The Concorde Room is only accessible to those ticketed in First Class (or the lucky few with a Concorde Room card, handed out to some of British Airways’ most frequent fliers) and is part of the Galleries South lounge complex.
While every other passenger will have to make the detour from South Security down the escalators, past the shops, and up the escalators at the end to access the lounges, those with Concorde Room access (or CCR for short), can make an immediate right and go through the single door just after security, always guarded by a staff member.
Now, about those Concorde seats. Once you're inside the Concorde Room, continue on into the lounge's boardroom, where the airplane seats have been re-purposed as office chairs around a meeting table.
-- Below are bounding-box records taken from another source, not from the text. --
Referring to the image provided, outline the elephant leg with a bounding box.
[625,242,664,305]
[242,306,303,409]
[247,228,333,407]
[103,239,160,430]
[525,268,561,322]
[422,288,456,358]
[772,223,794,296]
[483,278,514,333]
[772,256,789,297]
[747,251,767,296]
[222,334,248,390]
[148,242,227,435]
The room is also equipped with computers and printers for squeezing out that last bit of work before boarding.
Bonus! Once you’ve sat in the Concorde seat and had a swivel, head out to one of the other main features of the Concorde Room: its large ‘outdoor’ terrace, open to the soaring roof of the terminal above. Inside, you’ll find a restaurant with table service, a bar, a range of seating areas, and a limited number of private cabanas for little naps before long flights.
Another bonus! On the other side of the Atlantic Ocean from London, New York also offers a small chance to sit in a Concorde seat, but still within one of the revolutionary aircraft. Concorde G-BOAD sits on a pier next to the Intrepid Sea, Air & Space Museum on Manhattan's west side. Special tours must be reserved in advance, but you can and will sit in the plane for a portion of the experience. Well worth the tour's extra fee, and much cheaper than a BA First Class ticket.